“‘Eternals’ was planned to be released soon after ‘Endgame,’ and not at a time when everyone is having an existential crisis,” Zhao told Empire magazine. “The film itself is about existential crisis, both for humanity and God. So I think we definitely felt it was coming.”
The gulf between critics and audiences on “Eternals” didn’t necessarily affect its box office: Even in the pandemic, it still earned more than $400 million at the box office. (On Rotten Tomatoes, it has a chilly 47 percent rating from critics versus a much warmer 78 percent rating from audiences.)
Yet Zhao remained unfazed by the critical reception of the mythological ensemble superhero film, starring Angelina Jolie, Gemma Chan, Richard Madden, Salma Hayek, Kumail Nanjiani, and more. For many, the ensemble was just too sprawling, with many a clunky backstory and tangled plot twist. (Not to mention a first-of-its-kind Marvel sex scene that left some viewers unstimulated.)

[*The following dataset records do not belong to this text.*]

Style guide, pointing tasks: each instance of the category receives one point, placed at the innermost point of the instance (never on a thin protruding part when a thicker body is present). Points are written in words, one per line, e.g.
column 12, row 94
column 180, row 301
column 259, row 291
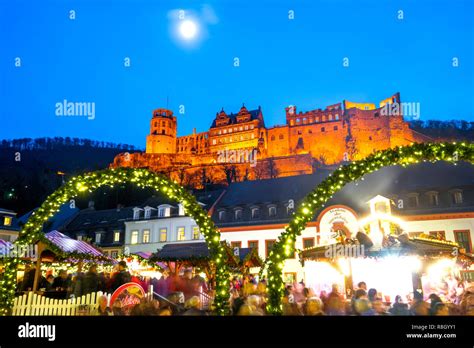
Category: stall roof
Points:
column 69, row 245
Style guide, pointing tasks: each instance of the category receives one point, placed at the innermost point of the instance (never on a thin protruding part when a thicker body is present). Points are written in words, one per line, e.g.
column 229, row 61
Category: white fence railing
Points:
column 35, row 304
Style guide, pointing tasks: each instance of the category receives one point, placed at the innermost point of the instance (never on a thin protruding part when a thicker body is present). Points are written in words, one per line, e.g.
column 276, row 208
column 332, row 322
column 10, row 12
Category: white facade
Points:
column 327, row 227
column 147, row 235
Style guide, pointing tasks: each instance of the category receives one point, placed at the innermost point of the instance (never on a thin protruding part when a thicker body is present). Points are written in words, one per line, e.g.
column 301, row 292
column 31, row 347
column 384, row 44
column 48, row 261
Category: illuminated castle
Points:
column 340, row 132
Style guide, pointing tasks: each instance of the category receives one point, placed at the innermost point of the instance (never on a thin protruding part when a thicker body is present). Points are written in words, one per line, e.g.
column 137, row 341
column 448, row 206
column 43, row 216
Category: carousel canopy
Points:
column 69, row 245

“I think the need for consensus is a hindrance for any authentic creative process, just like it’s a hindrance for living an authentic life as a person,” Zhao continued. “I have been on the receiving end of somewhat consensus, and divisiveness about my work. Neither of them has any real influence on me as an artist, because every time I’m lucky enough to create, I learn from the process. From what I’ve succeeded [at], and what I’ve failed [at]. But that learning process is a very intimate affair. Anything beyond that, for me, it’s just a part of the ecosystem that exists because of the nature of the industry we’re in. Like a flower or a rock, I acknowledge and appreciate their presence. But that’s as far as it goes.”
“Eternals” marked Zhao’s first foray into the world of studio filmmaking, but certainly not her last, as she is next set to take on a “Dracula” monster movie for Universal Pictures.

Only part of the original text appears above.